I dug up a 1963 lecture by Ben Graham – titled Securities in an Insecure World (linked below) – that popped up online several years ago and thought I’d share a few notes.
In the lecture, Graham discusses three big dangers investors face – nuclear war, inflation, and severe market volatility (specifically drawdowns) – which are the same today. Then he branches off into behavior, market valuation, and asset allocation.

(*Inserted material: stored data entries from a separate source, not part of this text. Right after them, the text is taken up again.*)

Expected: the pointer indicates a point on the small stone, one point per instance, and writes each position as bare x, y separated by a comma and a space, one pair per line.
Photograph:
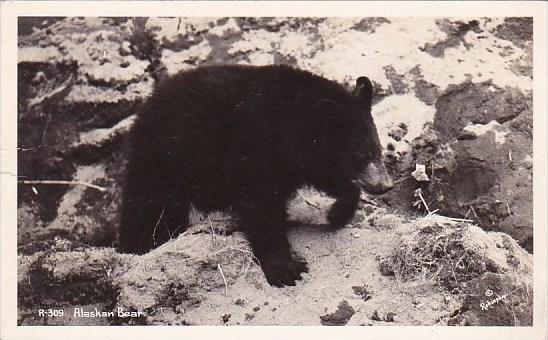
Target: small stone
375, 316
125, 48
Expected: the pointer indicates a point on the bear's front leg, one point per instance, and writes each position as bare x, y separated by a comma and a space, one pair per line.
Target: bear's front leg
264, 218
343, 210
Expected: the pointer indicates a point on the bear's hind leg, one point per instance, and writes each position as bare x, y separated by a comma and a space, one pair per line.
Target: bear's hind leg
264, 218
152, 214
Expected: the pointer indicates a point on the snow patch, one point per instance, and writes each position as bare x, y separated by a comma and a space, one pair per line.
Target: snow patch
401, 109
184, 60
38, 54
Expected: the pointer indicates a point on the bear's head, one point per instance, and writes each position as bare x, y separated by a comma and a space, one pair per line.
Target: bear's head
356, 148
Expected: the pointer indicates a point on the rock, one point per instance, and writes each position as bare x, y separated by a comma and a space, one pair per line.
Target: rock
340, 317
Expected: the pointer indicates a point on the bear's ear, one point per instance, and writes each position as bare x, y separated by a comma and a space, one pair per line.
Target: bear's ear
364, 90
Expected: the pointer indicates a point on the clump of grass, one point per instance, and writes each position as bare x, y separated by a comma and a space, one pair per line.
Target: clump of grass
435, 251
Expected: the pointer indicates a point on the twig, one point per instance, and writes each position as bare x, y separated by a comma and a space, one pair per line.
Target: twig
156, 226
224, 280
212, 231
432, 212
63, 182
424, 202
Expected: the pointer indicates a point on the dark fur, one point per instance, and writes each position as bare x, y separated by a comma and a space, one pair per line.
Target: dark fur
245, 137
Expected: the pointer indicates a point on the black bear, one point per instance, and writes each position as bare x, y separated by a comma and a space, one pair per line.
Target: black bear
248, 137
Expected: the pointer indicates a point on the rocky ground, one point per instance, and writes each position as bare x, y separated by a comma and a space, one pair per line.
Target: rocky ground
451, 244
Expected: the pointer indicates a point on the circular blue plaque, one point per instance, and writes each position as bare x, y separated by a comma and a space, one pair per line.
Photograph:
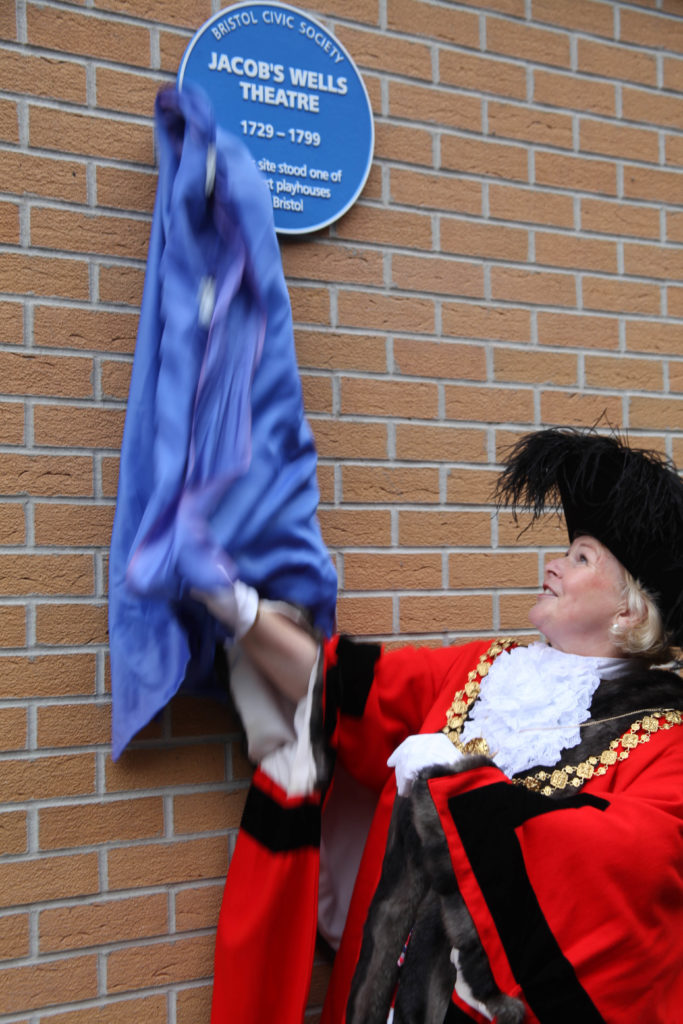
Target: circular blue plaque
291, 91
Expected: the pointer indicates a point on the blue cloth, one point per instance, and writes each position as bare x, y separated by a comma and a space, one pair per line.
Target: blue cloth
217, 475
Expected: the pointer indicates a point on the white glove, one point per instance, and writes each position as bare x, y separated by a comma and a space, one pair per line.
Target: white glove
235, 606
421, 752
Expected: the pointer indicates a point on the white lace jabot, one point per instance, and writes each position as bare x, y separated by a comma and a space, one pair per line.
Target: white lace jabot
531, 702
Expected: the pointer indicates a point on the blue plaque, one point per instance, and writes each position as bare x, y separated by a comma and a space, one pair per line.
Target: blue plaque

He points out a recurring theme that resurfaces every few years:
They are returning to the idea that for the smart investor the question of stock market fluctuations does not have to be considered to any great extent. There is a two-fold emphasis here, which slurs over the reality of stock market fluctuations. The first is the general conviction that the market can be counted on to advance so emphatically through the years that whatever declines take place are comparatively unimportant; hence if you ahve the true investor’s attitude you don’t have to concern yourself with them. The second claim is a denial that the “stock market” exists at all, meaning thereby that what the market averages do is of no real importance to the intelligent, well-advised investor or speculator. It seems to be a ruling tenet on Wall Street that if you practice the proper kind of selectivity in investments you don’t have to worry about what the stock market does as a whole, as shown by the averages, for at all times the good stocks will be going up adn the bad ones will be going down and all you need to do is pick the good stocks and forget about the stock market averages.

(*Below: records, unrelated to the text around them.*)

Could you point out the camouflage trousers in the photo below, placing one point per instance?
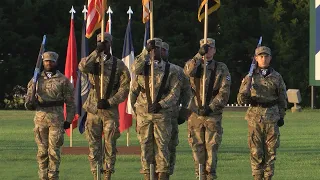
(97, 128)
(205, 136)
(154, 132)
(49, 136)
(263, 140)
(174, 141)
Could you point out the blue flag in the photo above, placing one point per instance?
(83, 85)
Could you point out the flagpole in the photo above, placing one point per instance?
(152, 52)
(102, 40)
(103, 5)
(109, 12)
(205, 58)
(129, 12)
(72, 12)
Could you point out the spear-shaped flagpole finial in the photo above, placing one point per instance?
(109, 20)
(84, 11)
(129, 12)
(72, 11)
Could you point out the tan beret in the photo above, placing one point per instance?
(50, 56)
(263, 50)
(211, 42)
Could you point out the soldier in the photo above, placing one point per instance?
(204, 124)
(154, 118)
(103, 117)
(184, 100)
(267, 97)
(53, 90)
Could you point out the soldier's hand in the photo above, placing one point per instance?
(184, 114)
(154, 108)
(100, 47)
(151, 44)
(203, 49)
(280, 122)
(103, 104)
(29, 105)
(66, 125)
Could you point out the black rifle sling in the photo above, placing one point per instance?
(112, 78)
(163, 82)
(197, 84)
(146, 83)
(211, 84)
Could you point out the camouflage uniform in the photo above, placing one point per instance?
(104, 121)
(268, 103)
(185, 95)
(48, 131)
(154, 129)
(205, 132)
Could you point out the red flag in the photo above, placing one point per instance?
(70, 70)
(124, 108)
(96, 10)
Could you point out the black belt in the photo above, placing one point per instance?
(51, 103)
(264, 105)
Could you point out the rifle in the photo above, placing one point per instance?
(252, 68)
(36, 72)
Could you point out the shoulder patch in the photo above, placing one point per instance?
(228, 78)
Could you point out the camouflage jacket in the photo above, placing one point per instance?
(186, 92)
(172, 89)
(120, 87)
(221, 84)
(267, 89)
(54, 89)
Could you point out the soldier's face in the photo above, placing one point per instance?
(263, 60)
(211, 53)
(107, 46)
(164, 53)
(49, 65)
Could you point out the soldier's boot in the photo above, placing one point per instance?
(203, 177)
(163, 176)
(258, 177)
(53, 175)
(267, 177)
(146, 176)
(94, 175)
(107, 175)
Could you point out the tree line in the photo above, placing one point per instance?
(236, 27)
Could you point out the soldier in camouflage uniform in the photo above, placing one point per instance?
(154, 118)
(53, 90)
(267, 97)
(205, 122)
(103, 117)
(185, 96)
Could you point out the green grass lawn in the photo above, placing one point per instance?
(298, 155)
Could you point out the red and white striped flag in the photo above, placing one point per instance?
(96, 9)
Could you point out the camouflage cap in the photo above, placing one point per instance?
(158, 41)
(50, 56)
(165, 46)
(107, 37)
(263, 50)
(211, 42)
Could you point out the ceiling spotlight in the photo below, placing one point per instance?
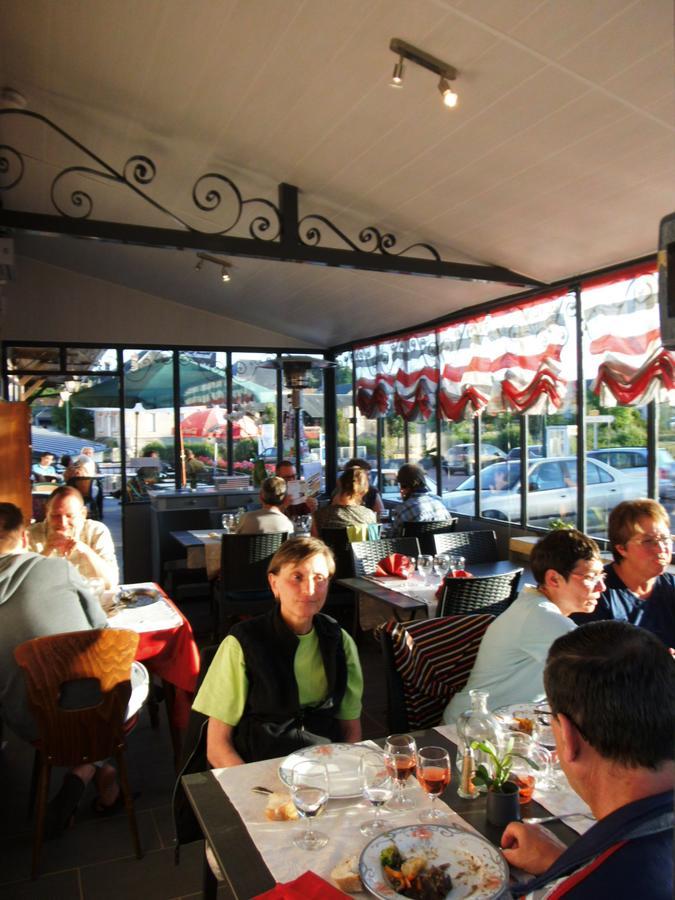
(450, 98)
(397, 77)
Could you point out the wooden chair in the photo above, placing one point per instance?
(474, 546)
(73, 736)
(242, 588)
(367, 554)
(487, 594)
(426, 663)
(425, 531)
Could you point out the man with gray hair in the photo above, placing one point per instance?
(270, 519)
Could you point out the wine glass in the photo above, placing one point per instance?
(378, 788)
(425, 565)
(441, 565)
(309, 790)
(433, 773)
(400, 757)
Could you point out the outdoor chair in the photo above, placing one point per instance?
(474, 546)
(367, 554)
(242, 587)
(487, 594)
(69, 735)
(426, 663)
(425, 531)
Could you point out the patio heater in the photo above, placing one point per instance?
(296, 371)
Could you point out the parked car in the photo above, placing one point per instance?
(552, 487)
(460, 458)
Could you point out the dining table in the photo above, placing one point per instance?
(167, 648)
(408, 596)
(231, 814)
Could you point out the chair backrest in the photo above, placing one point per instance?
(70, 735)
(425, 531)
(244, 560)
(426, 663)
(490, 593)
(474, 546)
(367, 554)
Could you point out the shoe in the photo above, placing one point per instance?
(61, 808)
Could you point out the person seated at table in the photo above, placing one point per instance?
(66, 531)
(638, 587)
(40, 597)
(286, 470)
(611, 689)
(419, 504)
(568, 570)
(269, 519)
(289, 678)
(44, 471)
(346, 507)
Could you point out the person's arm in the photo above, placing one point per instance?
(220, 750)
(530, 847)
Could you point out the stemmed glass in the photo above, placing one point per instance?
(378, 788)
(425, 565)
(309, 790)
(433, 773)
(400, 757)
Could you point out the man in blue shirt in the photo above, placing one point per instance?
(419, 505)
(611, 688)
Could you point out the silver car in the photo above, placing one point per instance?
(552, 487)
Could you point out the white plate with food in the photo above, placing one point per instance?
(342, 761)
(444, 861)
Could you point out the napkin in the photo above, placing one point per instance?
(395, 564)
(307, 887)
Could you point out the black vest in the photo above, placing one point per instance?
(273, 723)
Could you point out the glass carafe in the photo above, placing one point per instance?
(477, 724)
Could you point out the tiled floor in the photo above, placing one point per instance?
(94, 860)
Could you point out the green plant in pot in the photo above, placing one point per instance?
(503, 802)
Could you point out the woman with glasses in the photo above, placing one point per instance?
(638, 587)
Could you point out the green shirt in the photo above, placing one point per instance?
(225, 688)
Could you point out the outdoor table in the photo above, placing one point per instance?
(231, 815)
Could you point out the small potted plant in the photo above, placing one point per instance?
(503, 804)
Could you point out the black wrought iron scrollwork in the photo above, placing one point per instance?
(371, 239)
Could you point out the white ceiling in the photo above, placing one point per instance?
(559, 159)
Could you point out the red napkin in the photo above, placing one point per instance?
(395, 564)
(307, 887)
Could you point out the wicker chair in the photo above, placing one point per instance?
(426, 663)
(425, 531)
(367, 554)
(489, 594)
(71, 736)
(474, 546)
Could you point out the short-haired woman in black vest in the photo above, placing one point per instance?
(288, 678)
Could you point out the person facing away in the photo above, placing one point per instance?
(611, 689)
(67, 532)
(419, 505)
(270, 519)
(568, 570)
(638, 588)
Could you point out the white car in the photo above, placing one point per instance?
(552, 491)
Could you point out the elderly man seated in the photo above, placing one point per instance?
(270, 519)
(611, 688)
(67, 532)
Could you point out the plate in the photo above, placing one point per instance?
(478, 870)
(342, 762)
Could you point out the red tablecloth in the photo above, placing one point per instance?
(172, 654)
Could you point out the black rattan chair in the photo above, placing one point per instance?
(425, 531)
(489, 594)
(242, 587)
(474, 546)
(367, 554)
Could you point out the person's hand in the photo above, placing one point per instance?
(530, 847)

The first one – the argument that common stocks are and always will be attractive, including present time, because of their excellent record since 1949 – involves in those terms a very fundamental and important fallacy. This is the idea that the better the past record of the stock market as such the more certain it is that common stocks are sound investments for the future…But you cannot say that the fact that the stock market has risen countinously (or slightly irregularly) over a long period in the past is a guarantee that it will continue to act in the same way in the future. As I see it, the real truth is exactly the opposite, for the higher the stock market advances the more reason there is to mistrust its future action if you are going to consider only the market’s internal behavior. We all know that for many decades the typical history of the stock market has been a succession of large rises, in good part speculative, followed inevitably by substantial falls…Hence, a large advance in the stock market is basically a sign for caution and not a reason for confidence.
The best way to deal with market volatility is to prepare yourself mentally for wide swings in prices at any time and adjust your asset allocation – between stocks and bonds – based on changes in market valuation.
In my nearly fifty years of experience in Wall Street I’ve found that I know less and less about what the stock market is going to do but I know more and more about what investors ought to do; and that’s a pretty vital change in attitude. The first point is that the investor is required by the very insecurity ruling in the world of today to maintain at all times some division of his funds between bonds and stocks…Any such variations should be clearly based on value considerations, which would lead him to own more common stocks when the market seems low in relation to value and less common stocks when the market seems high in relation to value.
Now while this is the classic language of investment authorities, it is amazing how many people think in exactly opposite terms.
Graham goes on to recommend a minimum and maximum allocation between 25% and 75% respectively for stocks and the opposite for bonds (along with rebalancing and dollar cost averaging). The point is to avoid the all or nothing allocation.
The main need here is for the investor to select some rule which seems to be suitable for his point of view, one which will keep him out of mischief, and one, I insist, which will always maintain some interest in common stocks regardless of how high the market level goes. For if you had followed one of these older formulas which took you out of common stocks entirely at some level of the market, your disappointment would have been so great because of the ensuing advance as probably to ruin you from the standpoint of intelligent investing for the rest of your life.
Investing is an art, not a science. It’s impossible to consistently predict when the market turns. Owning a little bit of something guarantees you won’t miss out in case your wrong, or have much on the line in case your right, but the market hasn’t realized it yet.
The investor must recognize that there are uncertain and hence speculative elements inherent in any policy he follows – even an all-Government-bond program. He must deal with these uncertainties by a policy of continous compromise between bonds and common stocks, and by adequate diversification…He must make a strong effort to have more money invested in common stocks at lower market levels than at what he recognizes to be potentially high levels. Most important, he must maintain a philosophical attitude towards the inescapable variations in his financial position and the inevitable “mistakes” associated with these varations.